If the non-parallel sides of a trapezium are equal, prove that it is cyclic.

Given:
Non-parallel sides PS and QR of a trapezium PQRS are equal.

Construction:
Draw \(SM\perp{PQ}\) and \(RN\perp{PQ}\).



To prove: ABCD is cyclic trapezium.

Proof:
In \(\triangle{SMP}\) and \(\triangle{RNQ}\), we have,

SP = RQ ...(Given)
SM = RN
(Distance between two parallel twolines is always equal)

and \(\angle{SMP}\) = \(\angle{RNQ}\)
(Each \(90^\circ\))
By RHS criterion, we get,

\(\triangle{SMP}\) \(\displaystyle \cong\) \(\triangle{RNQ}\)

Hence, \(\angle{P}\) = \(\angle{Q}\) ...(By CPCT)

Also, \(\angle{PSM}\) = \(\angle{QRN}\)

Now, adding \(90^\circ\) on both sides, we get,

\(\therefore \) \(\angle{PSM}\) + \(90^\circ\) = \(\angle{QRN}\) + \(90^\circ\)
\(\therefore \) \(\angle{MSR}\) + \(\angle{PSM}\) = \(\angle{NRS}\) + \(\angle{QRN}\)
(Since, \(\angle{MSR}\) = \(\angle{NRS}\) = \(90^\circ\))
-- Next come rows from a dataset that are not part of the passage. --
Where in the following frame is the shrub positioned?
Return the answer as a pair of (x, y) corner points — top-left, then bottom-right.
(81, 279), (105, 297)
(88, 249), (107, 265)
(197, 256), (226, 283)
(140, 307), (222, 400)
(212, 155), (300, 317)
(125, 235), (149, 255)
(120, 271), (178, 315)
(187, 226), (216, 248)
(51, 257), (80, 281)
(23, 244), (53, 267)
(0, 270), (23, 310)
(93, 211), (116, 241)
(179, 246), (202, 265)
\(\therefore \) \(\angle{PSR}\) = \(\angle{QRS}\)
\(\Rightarrow \) \(\angle{S}\) = \(\angle{R}\)
\(\therefore \) \(\angle{P}\) = \(\angle{Q}\) and \(\angle{S}\) = \(\angle{R}\)

\(\because \) Sum of the angles of a quadrilateral is \(360^\circ\)
We get,

\(\angle{P}\) + \(\angle{Q}\) + \(\angle{S}\) + \(\angle{R}\) = \(360^\circ\)

From eq. (i), we get,

2[\(\angle{Q}\) + \(\angle{S}\)] = \(360^\circ\)
\(\therefore \) [\(\angle{Q}\) + \(\angle{S}\)] = \(180^\circ\)

Hence, it is proved that PQRS is a cyclic trapezium.